In this case, not surprisingly, the suggestion is “privatization” via corporate management. This suggestion fits with a larger elite trend we have documented that is intended to considerably enhance corporate power around the world. That’s what TPP and the other corporate “free trade” deals are actually intended to do, reinforce corporate control.

This is all what we call “directed history.” Problems are manufactured; elite memes are floated and then eventually, somehow, “solutions” converge and are implemented.

But huge corporations are not be “better suited” to the task of managing immigration. There is only one truly clear and fair solution to immigration:

Allow the marketplace to function.

It is not a hard to do. Get rid of public property that partakes of the “tragedy of the commons.” Allow individuals to own property anywhere and everywhere.

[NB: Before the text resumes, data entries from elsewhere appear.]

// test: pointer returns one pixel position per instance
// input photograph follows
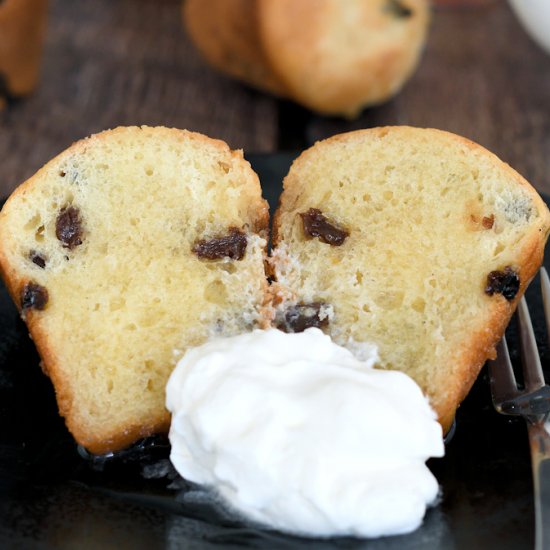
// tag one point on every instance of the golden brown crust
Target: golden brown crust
(332, 57)
(337, 57)
(22, 24)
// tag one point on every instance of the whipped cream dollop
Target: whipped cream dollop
(296, 433)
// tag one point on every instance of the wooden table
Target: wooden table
(129, 62)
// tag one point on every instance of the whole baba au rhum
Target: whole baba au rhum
(331, 56)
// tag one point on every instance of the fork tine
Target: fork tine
(532, 369)
(545, 287)
(503, 381)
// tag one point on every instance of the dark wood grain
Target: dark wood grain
(108, 63)
(481, 77)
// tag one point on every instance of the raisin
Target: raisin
(317, 225)
(37, 258)
(302, 316)
(503, 282)
(68, 227)
(397, 9)
(488, 221)
(34, 296)
(232, 245)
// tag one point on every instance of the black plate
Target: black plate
(53, 497)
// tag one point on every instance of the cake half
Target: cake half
(129, 245)
(417, 240)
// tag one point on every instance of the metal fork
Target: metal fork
(532, 402)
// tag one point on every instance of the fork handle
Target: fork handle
(539, 440)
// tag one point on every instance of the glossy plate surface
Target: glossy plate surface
(53, 497)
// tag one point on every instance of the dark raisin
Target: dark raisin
(488, 221)
(37, 258)
(232, 245)
(503, 282)
(397, 9)
(302, 316)
(316, 225)
(34, 296)
(68, 227)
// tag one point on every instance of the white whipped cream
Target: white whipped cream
(296, 433)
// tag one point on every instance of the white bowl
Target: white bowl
(535, 17)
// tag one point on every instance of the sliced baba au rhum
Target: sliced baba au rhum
(137, 242)
(129, 245)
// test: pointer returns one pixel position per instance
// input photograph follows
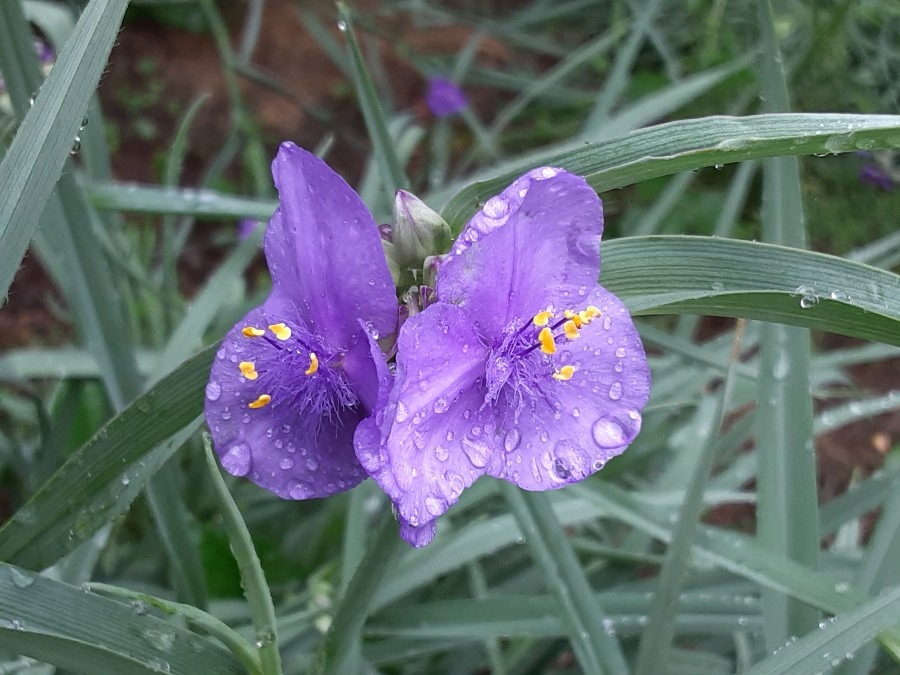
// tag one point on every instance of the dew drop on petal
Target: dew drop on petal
(434, 506)
(297, 491)
(511, 440)
(213, 391)
(608, 433)
(237, 460)
(478, 452)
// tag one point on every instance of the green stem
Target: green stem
(596, 649)
(259, 599)
(340, 647)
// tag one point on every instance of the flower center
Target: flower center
(289, 367)
(520, 369)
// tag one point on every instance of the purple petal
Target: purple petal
(444, 97)
(547, 253)
(418, 536)
(324, 252)
(299, 445)
(433, 437)
(596, 413)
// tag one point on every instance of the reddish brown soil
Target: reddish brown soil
(179, 66)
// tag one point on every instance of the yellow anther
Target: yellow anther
(577, 318)
(548, 344)
(565, 373)
(542, 318)
(248, 370)
(281, 331)
(265, 399)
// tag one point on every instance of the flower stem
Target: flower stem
(259, 599)
(342, 641)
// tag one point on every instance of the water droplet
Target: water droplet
(560, 471)
(434, 506)
(511, 440)
(19, 578)
(808, 297)
(161, 638)
(237, 460)
(213, 391)
(608, 433)
(297, 491)
(478, 452)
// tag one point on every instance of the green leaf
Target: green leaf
(821, 650)
(99, 480)
(725, 277)
(669, 148)
(87, 633)
(41, 147)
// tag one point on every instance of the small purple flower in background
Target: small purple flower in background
(444, 97)
(296, 375)
(524, 369)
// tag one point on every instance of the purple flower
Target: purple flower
(525, 368)
(444, 97)
(296, 375)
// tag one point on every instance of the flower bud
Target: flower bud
(418, 232)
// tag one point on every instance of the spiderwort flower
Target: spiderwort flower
(524, 369)
(444, 97)
(296, 375)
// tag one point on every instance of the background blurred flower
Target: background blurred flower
(444, 97)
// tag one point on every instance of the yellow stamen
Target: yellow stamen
(542, 318)
(265, 399)
(282, 332)
(548, 344)
(248, 370)
(572, 316)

Thus, eventually, the entire land mass is “owned.”

Once ownership is ubiquitous, immigration will be controlled via this ownership. Private property makes everything simpler. Maybe that’s why so many politicians seem to abhor it.

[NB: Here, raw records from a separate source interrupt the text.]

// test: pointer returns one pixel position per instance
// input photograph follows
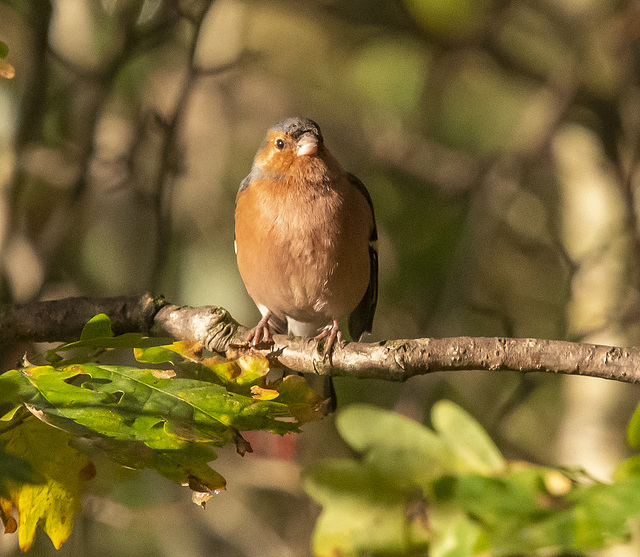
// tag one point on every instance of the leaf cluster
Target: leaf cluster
(449, 492)
(168, 413)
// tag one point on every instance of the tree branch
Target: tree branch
(391, 360)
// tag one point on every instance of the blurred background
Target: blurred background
(499, 140)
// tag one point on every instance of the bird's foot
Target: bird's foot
(332, 333)
(261, 334)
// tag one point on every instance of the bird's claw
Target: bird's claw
(332, 333)
(260, 335)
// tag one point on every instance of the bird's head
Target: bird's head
(291, 143)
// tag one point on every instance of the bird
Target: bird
(306, 239)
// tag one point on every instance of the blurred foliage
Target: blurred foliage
(450, 492)
(499, 141)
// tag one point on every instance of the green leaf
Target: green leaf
(137, 404)
(467, 439)
(454, 534)
(633, 431)
(602, 512)
(362, 512)
(15, 469)
(395, 445)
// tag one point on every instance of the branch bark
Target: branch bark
(391, 360)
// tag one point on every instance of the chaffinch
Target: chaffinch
(305, 238)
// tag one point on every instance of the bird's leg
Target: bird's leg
(331, 332)
(261, 332)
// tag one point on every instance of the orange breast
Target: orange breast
(303, 252)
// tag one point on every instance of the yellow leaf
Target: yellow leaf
(264, 394)
(6, 69)
(52, 503)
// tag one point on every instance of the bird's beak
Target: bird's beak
(307, 145)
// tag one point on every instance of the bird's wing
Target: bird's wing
(361, 319)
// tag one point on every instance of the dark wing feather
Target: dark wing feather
(361, 319)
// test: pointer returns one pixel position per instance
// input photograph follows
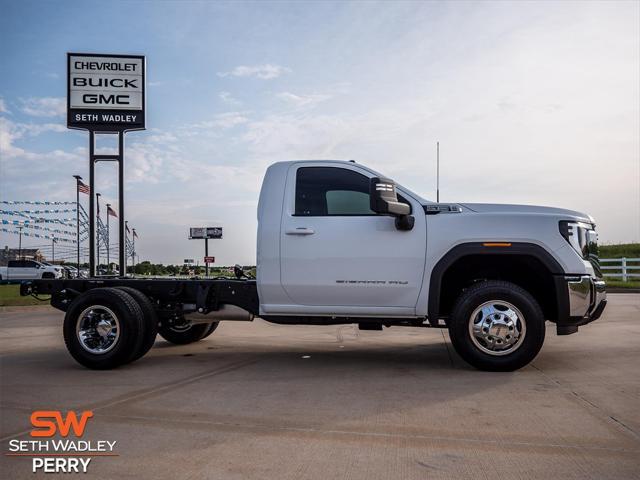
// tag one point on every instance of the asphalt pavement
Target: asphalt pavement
(263, 401)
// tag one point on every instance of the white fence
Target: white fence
(624, 268)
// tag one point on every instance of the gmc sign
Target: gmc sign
(105, 93)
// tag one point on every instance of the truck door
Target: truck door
(32, 269)
(18, 270)
(337, 256)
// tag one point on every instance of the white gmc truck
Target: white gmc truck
(18, 270)
(338, 243)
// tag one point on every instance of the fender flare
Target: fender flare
(479, 248)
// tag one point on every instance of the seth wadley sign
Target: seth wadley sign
(106, 92)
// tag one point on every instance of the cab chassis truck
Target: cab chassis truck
(338, 243)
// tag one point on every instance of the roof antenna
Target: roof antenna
(437, 172)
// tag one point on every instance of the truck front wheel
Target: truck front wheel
(186, 333)
(497, 326)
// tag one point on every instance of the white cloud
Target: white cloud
(264, 72)
(310, 100)
(227, 98)
(221, 121)
(3, 106)
(44, 106)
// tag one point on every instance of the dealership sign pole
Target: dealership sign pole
(106, 95)
(199, 233)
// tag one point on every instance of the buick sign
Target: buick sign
(105, 93)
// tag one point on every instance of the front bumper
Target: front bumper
(587, 298)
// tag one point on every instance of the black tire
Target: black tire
(149, 324)
(183, 335)
(129, 316)
(495, 290)
(210, 330)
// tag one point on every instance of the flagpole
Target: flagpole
(133, 250)
(438, 172)
(78, 178)
(126, 237)
(108, 244)
(98, 230)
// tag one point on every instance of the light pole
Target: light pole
(98, 230)
(133, 250)
(78, 178)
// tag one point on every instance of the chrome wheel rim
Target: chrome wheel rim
(98, 329)
(497, 327)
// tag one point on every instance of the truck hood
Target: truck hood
(526, 209)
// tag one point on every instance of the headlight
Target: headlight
(582, 237)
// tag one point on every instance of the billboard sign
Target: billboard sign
(105, 93)
(205, 233)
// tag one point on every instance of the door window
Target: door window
(324, 191)
(333, 191)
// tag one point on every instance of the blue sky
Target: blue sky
(532, 102)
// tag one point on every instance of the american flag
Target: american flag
(83, 187)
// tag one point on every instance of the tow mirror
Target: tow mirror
(384, 200)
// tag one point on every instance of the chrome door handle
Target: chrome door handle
(300, 231)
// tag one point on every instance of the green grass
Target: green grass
(10, 297)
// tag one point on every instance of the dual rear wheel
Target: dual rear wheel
(108, 327)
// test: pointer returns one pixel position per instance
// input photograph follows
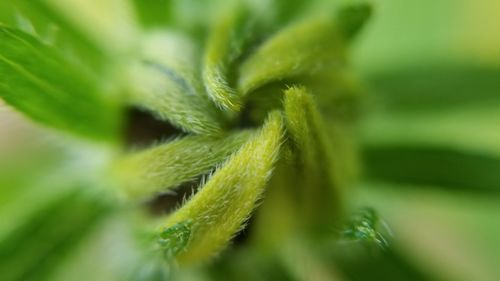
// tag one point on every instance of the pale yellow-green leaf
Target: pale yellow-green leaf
(224, 203)
(163, 167)
(224, 46)
(320, 194)
(304, 47)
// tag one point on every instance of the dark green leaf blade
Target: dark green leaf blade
(38, 81)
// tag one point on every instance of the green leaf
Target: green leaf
(40, 82)
(158, 169)
(166, 82)
(224, 46)
(225, 202)
(320, 200)
(305, 47)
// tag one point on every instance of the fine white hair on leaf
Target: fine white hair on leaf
(220, 209)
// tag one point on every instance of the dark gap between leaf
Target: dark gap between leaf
(143, 129)
(167, 202)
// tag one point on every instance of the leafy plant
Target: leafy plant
(214, 140)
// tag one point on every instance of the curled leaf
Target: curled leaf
(224, 46)
(302, 48)
(224, 203)
(146, 173)
(165, 82)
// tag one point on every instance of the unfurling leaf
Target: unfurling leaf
(303, 48)
(223, 48)
(146, 173)
(314, 159)
(224, 203)
(38, 81)
(365, 226)
(165, 81)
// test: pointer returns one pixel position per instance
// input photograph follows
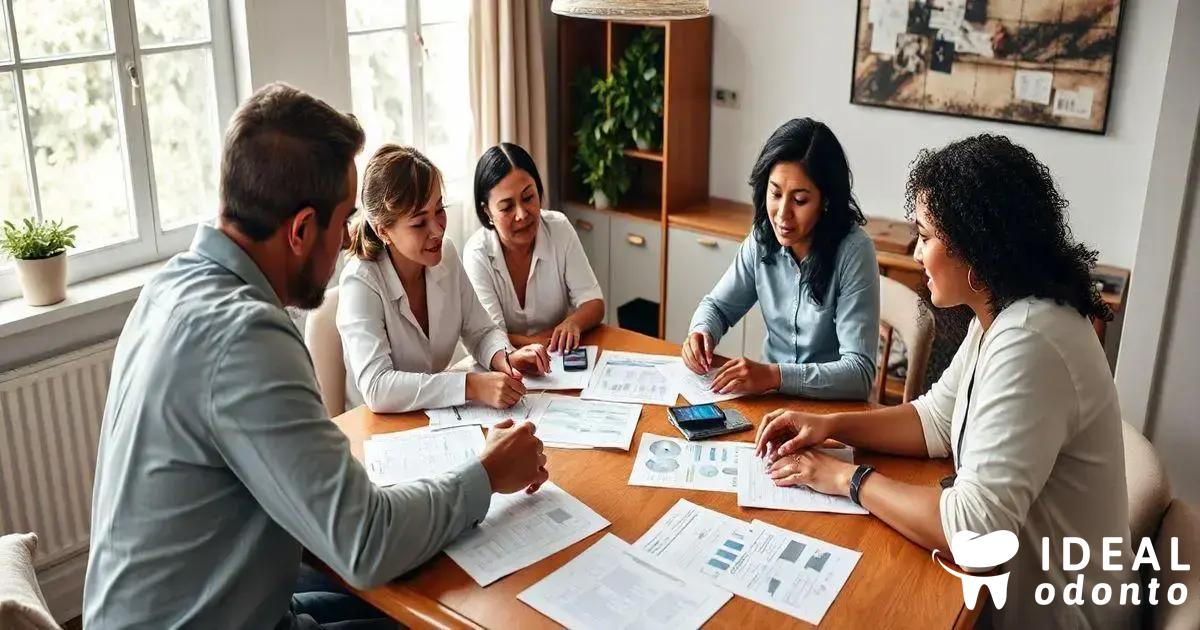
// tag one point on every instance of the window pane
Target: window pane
(13, 168)
(61, 27)
(181, 107)
(443, 11)
(379, 87)
(448, 117)
(166, 22)
(77, 150)
(363, 15)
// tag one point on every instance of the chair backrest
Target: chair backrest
(1149, 490)
(325, 346)
(901, 311)
(1182, 523)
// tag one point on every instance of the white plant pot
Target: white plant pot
(43, 281)
(601, 201)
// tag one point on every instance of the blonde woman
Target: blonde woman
(406, 301)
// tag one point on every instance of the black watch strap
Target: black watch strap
(856, 481)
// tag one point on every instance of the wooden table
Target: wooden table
(895, 583)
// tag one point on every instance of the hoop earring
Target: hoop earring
(972, 283)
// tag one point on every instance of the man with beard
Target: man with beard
(217, 462)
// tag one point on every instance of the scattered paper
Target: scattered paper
(693, 387)
(408, 455)
(695, 539)
(791, 573)
(1074, 103)
(631, 377)
(478, 414)
(678, 463)
(1032, 85)
(611, 586)
(521, 529)
(757, 490)
(574, 423)
(558, 378)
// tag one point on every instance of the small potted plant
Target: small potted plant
(40, 251)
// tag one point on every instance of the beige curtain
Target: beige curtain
(508, 77)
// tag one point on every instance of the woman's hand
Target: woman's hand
(697, 352)
(783, 432)
(743, 376)
(532, 359)
(495, 389)
(815, 469)
(565, 336)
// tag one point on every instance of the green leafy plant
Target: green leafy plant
(640, 76)
(601, 138)
(34, 241)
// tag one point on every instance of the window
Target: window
(408, 79)
(111, 118)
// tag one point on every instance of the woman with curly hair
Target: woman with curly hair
(1027, 408)
(811, 269)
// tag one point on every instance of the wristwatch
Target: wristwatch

Of course this is a ludicrously libertarian concept. But no … this the way that millions of Australia aborigines apparently managed the land for tens of thousands of years. Land was rigorously divided and owned.  Elaborate rituals enforced ownership.

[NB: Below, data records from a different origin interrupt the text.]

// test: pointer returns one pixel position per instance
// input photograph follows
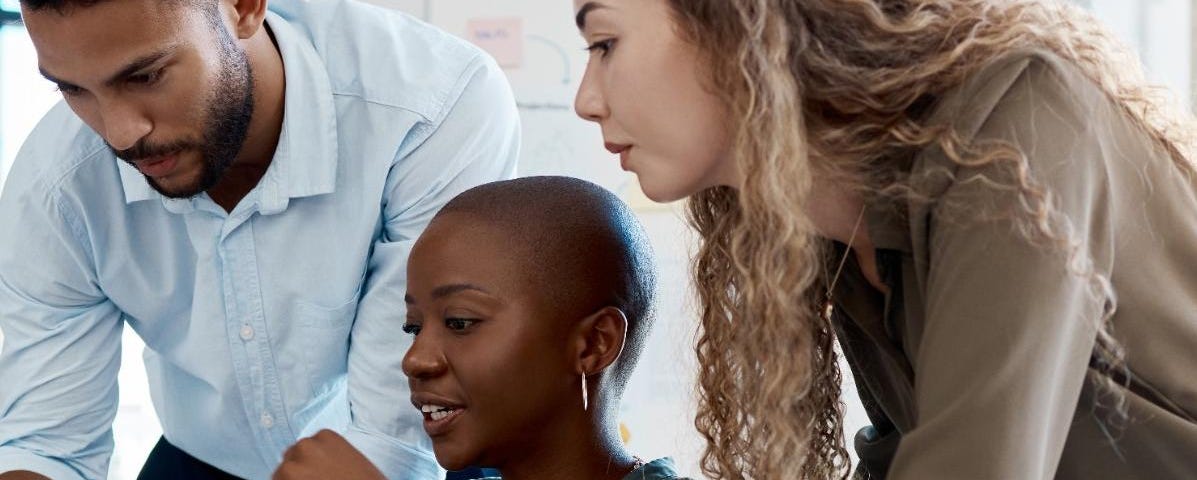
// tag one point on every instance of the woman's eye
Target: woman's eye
(602, 47)
(459, 324)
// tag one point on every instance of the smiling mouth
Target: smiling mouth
(617, 149)
(435, 412)
(438, 419)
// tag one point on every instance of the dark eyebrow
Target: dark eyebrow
(139, 65)
(54, 79)
(581, 18)
(447, 290)
(127, 71)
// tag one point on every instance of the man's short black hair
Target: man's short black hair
(581, 244)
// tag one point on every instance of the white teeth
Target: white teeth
(436, 411)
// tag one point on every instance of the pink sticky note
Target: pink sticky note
(500, 37)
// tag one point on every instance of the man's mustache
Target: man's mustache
(145, 150)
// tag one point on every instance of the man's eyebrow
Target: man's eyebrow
(581, 18)
(128, 70)
(53, 79)
(139, 65)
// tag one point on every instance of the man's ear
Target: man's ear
(244, 16)
(600, 340)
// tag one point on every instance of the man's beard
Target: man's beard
(225, 126)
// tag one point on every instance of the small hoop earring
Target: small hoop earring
(585, 395)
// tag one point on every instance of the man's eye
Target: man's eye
(146, 78)
(459, 324)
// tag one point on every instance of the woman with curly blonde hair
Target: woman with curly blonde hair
(982, 200)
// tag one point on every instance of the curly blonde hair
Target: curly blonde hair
(830, 89)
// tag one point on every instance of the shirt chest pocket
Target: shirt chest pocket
(326, 340)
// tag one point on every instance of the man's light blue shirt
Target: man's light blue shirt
(269, 322)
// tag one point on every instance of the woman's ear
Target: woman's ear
(600, 340)
(244, 16)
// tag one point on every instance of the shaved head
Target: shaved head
(578, 243)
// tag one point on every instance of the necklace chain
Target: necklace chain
(828, 302)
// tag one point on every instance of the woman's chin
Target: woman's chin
(453, 461)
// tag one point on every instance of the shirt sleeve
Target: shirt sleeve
(61, 340)
(1012, 322)
(477, 143)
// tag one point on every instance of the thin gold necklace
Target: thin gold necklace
(828, 301)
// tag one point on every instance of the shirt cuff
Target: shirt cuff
(13, 459)
(394, 459)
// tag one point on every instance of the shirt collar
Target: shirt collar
(305, 158)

Some of the same solutions developed in the “new world” as well, probably, perhaps because of aboriginal antecedents. It is increasingly suggested by some observers of AmerIndian culture, for instance, that decisions were taken (especially among the midwest plains-tribes) to forego the storage of food in favor of day-to-day food gathering. In such cases sociopolitical structures were regularly shattered and forms of freedom preserved.

Today’s sociopolitical and economic organization is a farcical tragedy in almost every way. People are so confused about their lives and times that they think it is right for a handful of “others” to control the volume and value of money (central banks). They think tribal solutions to justice and property are simplistic and naive even though they worked well for millennia.

Somehow, the notion has taken hold that something called “government” ought to control land (and the justice system) and that a group of strangers should have the right to welcome others onto property they do not own. This is supposedly correct because the land be owned by the “public” – which is the negation of ownership.

Someday, freedom-oriented solutions will again be seen as the solution to social, political and economic problems. Instead of putting vast regulatory apparatuses into place, people will themselves seek to control their lives and destinies – either individually or via modest-sized tribal entities (or perhaps via part-time representative colloquies). If they have problems, they will adjudicate them privately or hire a third-parties to do so. They will create and utilize their own money, with or without interest as they choose.

In some Pacific islands, for instance, “money” consisted of gigantic stones and people calculated their ownership of the stone and kept track. Even if the stones were transported and sank into the sea, people continued their calculations, which were more important than the physical presence of a rock.

Libertarianism (as well as forms of tribal republicanism) of a sort functioned well for millions around the world for thousands of years. Yet today it is seen as simplistic and the desired and necessary solution is that a handful of connected individuals (masquerading as strangers to one another) take charge of every decision, large and small, that used to be reserved to the individual or tribal group.

Anarchy, which is merely the absence of this prevailing, sociopathic control, is seen as something to be feared.  And to suggest freedom and ownership as a tool to break down the prevailing and increasingly genocidal orthodoxy will usually provide baffling moments of vague embarrassment.

Conclusion: There are proven solutions to almost problem ailing modern societies. What we have today is so evil on so many fronts that it is hard to believe it is anything but purposefully malevolent.